Когда Эгле скатывал листы проекта в рулон, к нему подошли знакомые.

— Ты тут размахнулся на двадцать лет вперед. Думаешь жить вечно?

— А кто мне запретит жить вечно?

Уже на улице Эгле вспомнил, что не вручил министру заявление. Снова тащиться на третий этаж не хотелось, и он решил отдать его в следующий раз.

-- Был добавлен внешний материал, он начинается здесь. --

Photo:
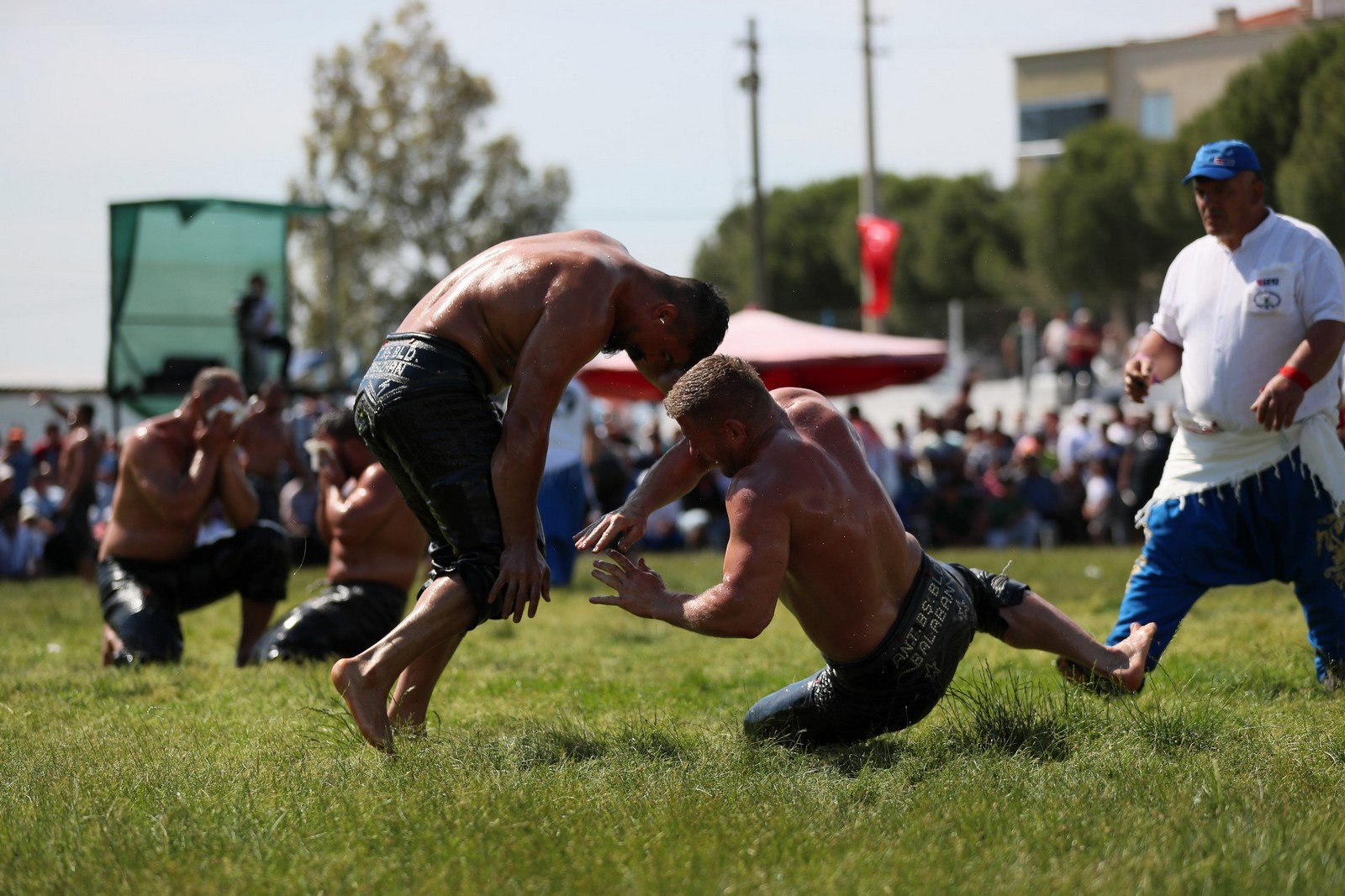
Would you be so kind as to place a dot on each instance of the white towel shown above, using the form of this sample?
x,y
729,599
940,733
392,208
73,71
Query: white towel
x,y
1203,461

Из министерства он поехал в туберкулезный институт. По пути сделал остановку на Вальню, зашел в кафе. «Странная вещь, — подумал Эгле в ожидании официантки. — Кофе вошло в моду фактически очень недавно, хотя готовить из него напиток абиссинцы научились еще в глубокой древности, где-то в пятнадцатом веке. Выходит, теперь и я оказался на поводу у моды? Впрочем, это далеко не худшее из ее проявлений». От крепкого кофе по телу разлилась приятная теплота, и вдруг неудержимо захотелось сидеть не на этом неуютном железном стуле, а в домашнем кресле. Эгле раздумал тащиться в туберкулезный институт. «Не резон, — рассуждал он. — Лабораторная работа по Ф-37 в общем закончена, фармакологический комитет разрешил применять его, и поеду-ка я домой. Возможно, лишние два часа отдыха подарят мне целый день жизни».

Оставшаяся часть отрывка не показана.